The Art of Repeal
Health care bills moves votes. They cost seats. They start waves. The Democrats’ two runs at health care reform ended with Republican gains of 54 seats in 1994 and 63 seats in 2010. In the latter case, Massachusetts was the canary in the coal mine, as health care helped propel Scott Brown past Martha Coakley and into Ted Kennedy’s (errr, the people’s) seat in the Senate. That was the beginning of the red tide which has rolled across the country in the years since, with Republican electoral wins piling up at all levels of government. Certainly, other factors were at play, but health care played a major role.
The polling on the GOP’s American Health Care Act suggests that Republicans run similar risks in 2018 over their repeal and replacement of the Affordable Care Act (Obamacare). The original plan — repeal an unpopular bill and replace it “with something terrific,” to be announced later — seemed like a winner for the years Republicans were voting over and over again for symbolic repeal measures. More voters opposed Obamacare than supported it from 2009 to late 2016, so opposition seemed safe.
But a curious thing started to happen right around Election Day 2016: Obamacare started getting more popular, even as Republicans finally came within reach of ending it. It nowaverages 48 percent support in recent polls, with 43 percent opposed. By contrast, the GOP replacement is averaging a -16 percent net approval, and it may be heading even lower. The latest poll, from Quinnipiac out yesterday, found that only 17 percent Americans support the new legislation. That is a lower support level than any of the 498 national polls taken on Obamacare since 2009.

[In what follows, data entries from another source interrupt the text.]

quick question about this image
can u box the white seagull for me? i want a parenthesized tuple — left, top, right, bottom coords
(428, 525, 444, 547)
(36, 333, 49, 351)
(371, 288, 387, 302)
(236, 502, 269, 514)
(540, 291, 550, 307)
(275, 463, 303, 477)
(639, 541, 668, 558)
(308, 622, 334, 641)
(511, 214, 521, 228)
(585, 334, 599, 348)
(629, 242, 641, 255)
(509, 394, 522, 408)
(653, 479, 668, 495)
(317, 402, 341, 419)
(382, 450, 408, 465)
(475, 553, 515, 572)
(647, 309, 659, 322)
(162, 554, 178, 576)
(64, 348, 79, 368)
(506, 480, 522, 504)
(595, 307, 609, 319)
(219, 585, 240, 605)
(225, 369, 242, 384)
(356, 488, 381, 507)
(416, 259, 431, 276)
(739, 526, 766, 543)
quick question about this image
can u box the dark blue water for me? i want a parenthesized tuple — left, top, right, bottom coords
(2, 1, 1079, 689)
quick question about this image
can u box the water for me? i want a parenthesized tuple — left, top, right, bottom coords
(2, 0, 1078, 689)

President Trump’s efforts on behalf of the bill do not appear to be helping. Just 29 percent approve of his handling of health care, according to the Quinnipiac poll; 37 percent approve of his job performance overall, compared to around half for Obama on the eve of the Affordable Care Act. Crucially, Quinnipiac found that Trump is now losing the support of his base: white voters without a college degrees. Trump net favorability with these voters dropped a remarkable 19 points from their last poll, and only 22 percent of non-college whites approve of the GOP health care bill.The friction that could burn Republicans is between appeasing independent voters to win reelection versus winning the vote of the House’s most conservative members to pass the bill. Support for the bill among independents is a paltry 14 percent in the Quinnipiac poll. Moderate Republicans in competitive districts need these independents to win reelection, and moving the bill further right could make these numbers even worse. But a big chunk of the opposition in the House is from the House Freedom Caucus, a group of the most conservative members of Congress who want to the bill moved exactly in that direction.